Secondary Logo

Journal Logo

Institutional members access full text with Ovid®

Patient and Practice Trends in Total Ankle Replacement and Tibiotalar Arthrodesis in the United States From 2007 to 2013

Vakhshori, Venus, MD; Sabour, Andrew F., BS; Alluri, Ram K., MD; Hatch, George F. III, MD; Tan, Eric W., MD

JAAOS - Journal of the American Academy of Orthopaedic Surgeons: January 15, 2019 - Volume 27 - Issue 2 - p e77–e84
doi: 10.5435/JAAOS-D-17-00526
Research Article

Introduction: Both total ankle replacement (TAR) and tibiotalar arthrodesis (TTA) are used in the surgical management of ankle arthritis. Over the past decade, TAR instrumentation, techniques, and implants have improved, making the procedure more reliable and reproducible, thus making TAR more common.

Methods: The Nationwide Inpatient Sample database from 2007 to 2013 was used to obtain data on patients elder than 50 years who underwent either TAR or TTA. Differences in temporal, demographic, and diagnosis trends between TAR and TTA were analyzed.
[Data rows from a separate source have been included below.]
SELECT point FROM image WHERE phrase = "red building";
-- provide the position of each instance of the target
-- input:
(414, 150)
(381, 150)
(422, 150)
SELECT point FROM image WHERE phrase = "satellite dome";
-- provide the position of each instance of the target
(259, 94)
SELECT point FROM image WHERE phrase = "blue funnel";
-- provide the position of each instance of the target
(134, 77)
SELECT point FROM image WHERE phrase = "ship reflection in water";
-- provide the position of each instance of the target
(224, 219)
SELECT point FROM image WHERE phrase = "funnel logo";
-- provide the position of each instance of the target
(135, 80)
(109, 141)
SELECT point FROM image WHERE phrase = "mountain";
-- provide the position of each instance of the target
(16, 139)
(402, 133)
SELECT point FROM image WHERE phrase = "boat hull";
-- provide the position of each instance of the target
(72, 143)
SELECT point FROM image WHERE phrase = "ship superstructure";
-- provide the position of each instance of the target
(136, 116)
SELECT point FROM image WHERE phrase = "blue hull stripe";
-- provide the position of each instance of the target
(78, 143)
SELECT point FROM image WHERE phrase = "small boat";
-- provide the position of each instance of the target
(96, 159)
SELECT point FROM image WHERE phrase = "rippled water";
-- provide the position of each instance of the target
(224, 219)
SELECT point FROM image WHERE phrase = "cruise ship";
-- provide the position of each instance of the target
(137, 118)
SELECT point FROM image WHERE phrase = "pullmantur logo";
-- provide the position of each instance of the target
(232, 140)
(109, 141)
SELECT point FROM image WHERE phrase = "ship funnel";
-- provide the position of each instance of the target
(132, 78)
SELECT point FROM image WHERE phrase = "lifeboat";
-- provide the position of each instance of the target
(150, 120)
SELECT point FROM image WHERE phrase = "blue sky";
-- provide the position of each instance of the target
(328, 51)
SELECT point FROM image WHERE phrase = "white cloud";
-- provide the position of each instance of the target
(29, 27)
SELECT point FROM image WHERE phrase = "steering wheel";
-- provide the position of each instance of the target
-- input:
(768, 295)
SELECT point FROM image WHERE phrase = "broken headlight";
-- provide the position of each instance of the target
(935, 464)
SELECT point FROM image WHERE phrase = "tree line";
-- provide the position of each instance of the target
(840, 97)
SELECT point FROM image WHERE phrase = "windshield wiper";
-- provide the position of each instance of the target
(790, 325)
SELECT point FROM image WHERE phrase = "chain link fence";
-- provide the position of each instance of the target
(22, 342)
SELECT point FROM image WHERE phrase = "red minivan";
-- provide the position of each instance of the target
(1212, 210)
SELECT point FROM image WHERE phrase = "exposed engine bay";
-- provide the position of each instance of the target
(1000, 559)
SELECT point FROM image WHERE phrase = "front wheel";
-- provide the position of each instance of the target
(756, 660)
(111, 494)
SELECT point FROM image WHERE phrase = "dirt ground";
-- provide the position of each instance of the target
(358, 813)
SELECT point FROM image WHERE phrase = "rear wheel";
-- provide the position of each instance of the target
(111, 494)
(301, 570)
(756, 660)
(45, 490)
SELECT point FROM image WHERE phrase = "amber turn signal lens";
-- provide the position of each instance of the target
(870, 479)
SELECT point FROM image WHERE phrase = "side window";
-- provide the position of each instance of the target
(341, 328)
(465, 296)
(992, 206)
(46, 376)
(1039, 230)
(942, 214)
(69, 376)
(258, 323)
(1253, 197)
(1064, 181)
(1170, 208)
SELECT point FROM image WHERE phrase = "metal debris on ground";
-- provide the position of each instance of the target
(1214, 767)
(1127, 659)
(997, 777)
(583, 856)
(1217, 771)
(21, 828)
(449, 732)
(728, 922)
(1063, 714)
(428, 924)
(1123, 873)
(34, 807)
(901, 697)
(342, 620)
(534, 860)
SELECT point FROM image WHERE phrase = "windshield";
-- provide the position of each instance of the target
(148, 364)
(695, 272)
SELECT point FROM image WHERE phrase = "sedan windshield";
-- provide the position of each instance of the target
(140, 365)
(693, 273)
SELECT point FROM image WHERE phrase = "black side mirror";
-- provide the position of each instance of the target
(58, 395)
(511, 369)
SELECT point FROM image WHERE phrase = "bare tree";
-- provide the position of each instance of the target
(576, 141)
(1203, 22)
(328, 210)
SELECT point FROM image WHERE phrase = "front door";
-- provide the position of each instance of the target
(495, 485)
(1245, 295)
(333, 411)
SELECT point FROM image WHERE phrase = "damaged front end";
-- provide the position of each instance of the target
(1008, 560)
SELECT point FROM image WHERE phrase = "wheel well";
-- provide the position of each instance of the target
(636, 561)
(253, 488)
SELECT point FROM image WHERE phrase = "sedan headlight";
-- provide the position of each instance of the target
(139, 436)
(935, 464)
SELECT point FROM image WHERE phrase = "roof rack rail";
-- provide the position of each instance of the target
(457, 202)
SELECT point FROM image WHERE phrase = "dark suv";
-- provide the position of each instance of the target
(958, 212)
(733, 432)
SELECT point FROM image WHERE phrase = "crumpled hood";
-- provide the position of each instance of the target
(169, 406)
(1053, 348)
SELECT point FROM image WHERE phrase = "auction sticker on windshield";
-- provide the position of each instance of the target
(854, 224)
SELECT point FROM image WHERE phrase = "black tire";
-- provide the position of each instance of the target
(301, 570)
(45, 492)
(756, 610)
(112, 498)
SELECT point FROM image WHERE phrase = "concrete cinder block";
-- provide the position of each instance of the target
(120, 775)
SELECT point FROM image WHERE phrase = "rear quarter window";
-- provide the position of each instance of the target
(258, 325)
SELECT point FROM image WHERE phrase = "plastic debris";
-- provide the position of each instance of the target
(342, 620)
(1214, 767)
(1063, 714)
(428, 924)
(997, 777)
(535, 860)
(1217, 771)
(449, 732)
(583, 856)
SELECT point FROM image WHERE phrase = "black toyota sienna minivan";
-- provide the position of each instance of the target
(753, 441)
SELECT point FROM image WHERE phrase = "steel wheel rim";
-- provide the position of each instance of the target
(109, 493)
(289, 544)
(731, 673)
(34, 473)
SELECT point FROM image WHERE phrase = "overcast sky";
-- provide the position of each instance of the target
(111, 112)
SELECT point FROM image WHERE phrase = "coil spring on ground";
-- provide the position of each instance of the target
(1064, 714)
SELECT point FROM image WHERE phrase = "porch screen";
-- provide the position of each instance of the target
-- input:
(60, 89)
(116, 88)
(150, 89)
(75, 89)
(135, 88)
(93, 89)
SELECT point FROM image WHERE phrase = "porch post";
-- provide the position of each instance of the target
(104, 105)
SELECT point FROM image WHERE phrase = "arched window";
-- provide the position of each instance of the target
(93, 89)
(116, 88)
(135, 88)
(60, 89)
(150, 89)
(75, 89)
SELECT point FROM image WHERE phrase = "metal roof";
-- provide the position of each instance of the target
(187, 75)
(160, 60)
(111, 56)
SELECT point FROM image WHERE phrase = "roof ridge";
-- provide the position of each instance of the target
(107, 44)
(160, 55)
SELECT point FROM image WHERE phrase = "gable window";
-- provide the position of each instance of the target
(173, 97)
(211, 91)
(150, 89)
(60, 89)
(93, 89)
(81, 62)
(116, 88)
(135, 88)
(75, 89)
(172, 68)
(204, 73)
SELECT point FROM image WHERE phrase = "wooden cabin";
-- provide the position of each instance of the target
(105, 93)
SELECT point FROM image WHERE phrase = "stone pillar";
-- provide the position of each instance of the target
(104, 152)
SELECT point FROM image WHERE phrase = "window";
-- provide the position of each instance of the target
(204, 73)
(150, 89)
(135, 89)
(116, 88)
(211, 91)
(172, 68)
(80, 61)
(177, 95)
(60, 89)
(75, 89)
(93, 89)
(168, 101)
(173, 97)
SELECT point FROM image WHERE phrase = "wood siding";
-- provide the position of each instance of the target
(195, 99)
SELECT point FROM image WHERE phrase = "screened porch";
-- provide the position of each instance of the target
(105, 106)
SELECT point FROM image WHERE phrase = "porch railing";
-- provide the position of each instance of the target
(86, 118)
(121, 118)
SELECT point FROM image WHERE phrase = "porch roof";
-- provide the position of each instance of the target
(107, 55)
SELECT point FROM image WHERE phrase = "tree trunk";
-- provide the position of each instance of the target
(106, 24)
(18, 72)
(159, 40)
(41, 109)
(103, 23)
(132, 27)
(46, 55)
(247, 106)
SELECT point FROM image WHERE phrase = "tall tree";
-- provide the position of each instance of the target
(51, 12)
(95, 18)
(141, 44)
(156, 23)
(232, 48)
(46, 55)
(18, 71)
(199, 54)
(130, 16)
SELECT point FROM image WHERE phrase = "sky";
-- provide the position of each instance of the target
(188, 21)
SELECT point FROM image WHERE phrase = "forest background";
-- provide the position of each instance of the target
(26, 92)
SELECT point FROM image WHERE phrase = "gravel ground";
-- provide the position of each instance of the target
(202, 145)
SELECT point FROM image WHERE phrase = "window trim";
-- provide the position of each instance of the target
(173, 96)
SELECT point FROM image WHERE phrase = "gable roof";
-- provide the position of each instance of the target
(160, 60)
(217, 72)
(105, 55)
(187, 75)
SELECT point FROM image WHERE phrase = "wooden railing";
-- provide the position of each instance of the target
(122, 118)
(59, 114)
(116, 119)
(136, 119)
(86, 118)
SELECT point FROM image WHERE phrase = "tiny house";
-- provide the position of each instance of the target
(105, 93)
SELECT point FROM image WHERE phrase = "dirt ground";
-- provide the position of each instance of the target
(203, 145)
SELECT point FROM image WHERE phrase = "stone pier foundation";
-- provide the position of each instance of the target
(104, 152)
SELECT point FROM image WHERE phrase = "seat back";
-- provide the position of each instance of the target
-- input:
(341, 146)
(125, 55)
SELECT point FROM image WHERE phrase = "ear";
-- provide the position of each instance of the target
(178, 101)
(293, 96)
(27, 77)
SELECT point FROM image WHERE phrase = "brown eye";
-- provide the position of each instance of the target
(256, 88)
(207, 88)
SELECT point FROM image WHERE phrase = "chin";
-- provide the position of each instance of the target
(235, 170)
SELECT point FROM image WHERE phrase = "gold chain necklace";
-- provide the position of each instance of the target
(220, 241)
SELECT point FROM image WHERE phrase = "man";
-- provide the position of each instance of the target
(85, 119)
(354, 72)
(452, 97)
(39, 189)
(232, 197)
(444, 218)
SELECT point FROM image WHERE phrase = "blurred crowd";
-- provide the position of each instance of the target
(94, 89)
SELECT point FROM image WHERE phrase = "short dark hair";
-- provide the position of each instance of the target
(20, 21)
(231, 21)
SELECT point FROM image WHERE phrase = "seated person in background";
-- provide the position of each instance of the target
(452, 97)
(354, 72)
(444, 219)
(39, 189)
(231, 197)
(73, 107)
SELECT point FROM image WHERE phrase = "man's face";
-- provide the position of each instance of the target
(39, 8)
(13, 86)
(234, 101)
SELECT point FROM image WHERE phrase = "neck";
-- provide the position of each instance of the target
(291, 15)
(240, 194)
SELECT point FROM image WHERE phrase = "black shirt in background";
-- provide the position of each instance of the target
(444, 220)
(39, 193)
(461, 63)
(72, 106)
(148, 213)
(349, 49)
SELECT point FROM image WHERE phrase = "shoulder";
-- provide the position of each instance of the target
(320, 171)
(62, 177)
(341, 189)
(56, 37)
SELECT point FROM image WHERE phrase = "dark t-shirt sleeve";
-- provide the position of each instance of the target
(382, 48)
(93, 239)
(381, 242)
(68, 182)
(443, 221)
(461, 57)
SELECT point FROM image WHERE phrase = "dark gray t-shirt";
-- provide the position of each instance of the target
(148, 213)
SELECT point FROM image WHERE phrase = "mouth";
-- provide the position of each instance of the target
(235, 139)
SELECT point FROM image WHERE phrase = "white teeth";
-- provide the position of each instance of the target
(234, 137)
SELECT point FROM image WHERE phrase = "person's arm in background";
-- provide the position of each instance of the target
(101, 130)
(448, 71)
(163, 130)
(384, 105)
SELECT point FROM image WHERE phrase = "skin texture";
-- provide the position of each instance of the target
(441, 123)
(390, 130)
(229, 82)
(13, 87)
Results: Between 2007 and 2013, 15,060 patients underwent TAR and 35,096 underwent TTA. Patients undergoing TTA had significantly more comorbidities (2.17 versus 1.55; P < 0.001). The share of TAR performed increased significantly from 2007 (14%) to 2013 (45%) (P < 0.001). From 2007 to 2013, we found a 12-fold increase in the odds of having a TAR for patients with posttraumatic osteoarthritis (P < 0.001), a 4.9-fold increase for those with primary osteoarthritis, and a 3.1-fold increase for patients with rheumatoid arthritis (P < 0.001).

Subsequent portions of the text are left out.